Il giorno 3 giugno 2011 si è tenuto un incontro al Teatro”L. Russolo” col professor Marco Pagani (fisico) organizzato da ETICA-mente. L'argomento principale trattava dell'impronta alimentare (in inglese foodprint).
Io, insieme a due mie compagne della classe 1CL, abbiamo accolto l’invito della nostra insegnante di geografia, E. Ortis, a partecipare alla conferenza perché la tematica, trattata in classe, ci aveva particolarmente interessato.
Il professor Pagani ha iniziato ricordandoci l’esistenza del limite e la necessità di tenerne conto. Anche se "la modernità industriale lo ha perso, esso non è scomparso", anzi è un aspetto fondamentale.
Nell'uso delle risorse non rinnovabili (come anche in economia ) è sempre presente il picco di Hubbert dove c'è una risalita seguita da una discesa.
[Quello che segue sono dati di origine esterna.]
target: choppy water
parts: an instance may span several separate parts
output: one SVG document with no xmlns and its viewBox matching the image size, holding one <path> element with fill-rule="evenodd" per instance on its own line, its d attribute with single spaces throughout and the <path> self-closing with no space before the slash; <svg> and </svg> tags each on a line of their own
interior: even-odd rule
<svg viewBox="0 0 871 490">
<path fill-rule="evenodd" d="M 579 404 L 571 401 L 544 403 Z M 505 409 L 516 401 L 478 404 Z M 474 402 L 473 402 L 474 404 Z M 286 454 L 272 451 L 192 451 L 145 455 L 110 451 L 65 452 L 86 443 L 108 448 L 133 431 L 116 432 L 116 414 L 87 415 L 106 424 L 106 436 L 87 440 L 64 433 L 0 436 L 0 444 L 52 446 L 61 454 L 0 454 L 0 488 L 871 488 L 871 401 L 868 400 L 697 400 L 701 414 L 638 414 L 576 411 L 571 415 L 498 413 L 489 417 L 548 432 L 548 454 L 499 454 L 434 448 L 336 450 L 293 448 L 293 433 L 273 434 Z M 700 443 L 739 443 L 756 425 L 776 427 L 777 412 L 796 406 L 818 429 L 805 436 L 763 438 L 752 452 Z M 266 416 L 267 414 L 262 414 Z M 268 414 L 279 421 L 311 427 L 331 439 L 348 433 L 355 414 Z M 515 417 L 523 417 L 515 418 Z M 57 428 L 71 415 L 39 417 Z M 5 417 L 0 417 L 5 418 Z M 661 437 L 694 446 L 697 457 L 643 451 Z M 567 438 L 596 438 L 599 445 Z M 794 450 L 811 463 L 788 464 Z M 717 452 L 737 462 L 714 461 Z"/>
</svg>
Questo è molto importante per capire cosa accadrà in futuro.
L'agricoltura di oggi è ormai molto meccanizzata e richiede l'uso di centinaia di sostanze chimiche. Si ha una maggiore produzione però il terreno viene sempre più impoverito e quando non sarà più utilizzabile ci vorranno secoli perché torni ad essere fertile.
Lo stesso picco si ripresenta per il petrolio e il gas: ci sarà un riduzione delle disponibilità; per di più il costo dei prodotti agricoli segue quello del petrolio.
Arrivati a questo punto della riflessione, il professore ha parlato del foodprint, ovvero dell’ impronta agricola-alimentare, cioè quanto territorio coltivabile è utilizzato da ogni individuo per la sua sopravvivenza (bisogna far conto che oltre il 90% del nostro nutrimento proviene dalla terra).
In Italia servono circa 2740mq procapite, di cui solo 1600mq sono disponibili nel territorio nazionale e per il resto come si fa? Si va a consumare la terra degli altri Paesi, al primo posto dell'Argentina e del Brasile, da cui si importa soprattutto soia e mais.
Ora il mais serve anche per creare energia come il bioetanolo o anche biomateriali.
Tornando ai nostri consumi si nota che ci sono moltissimi sprechi con conseguenze negative anche per la nostra salute.
La proposta è quella di cambiare tipo di alimentazione, con una riduzione di consumi di prodotti derivanti da animali e utilizzare il più possibile prodotti del territorio a km 0. Così si può promuovere la sovranità alimentare e migliorare la nostra vita e quella delle generazioni future.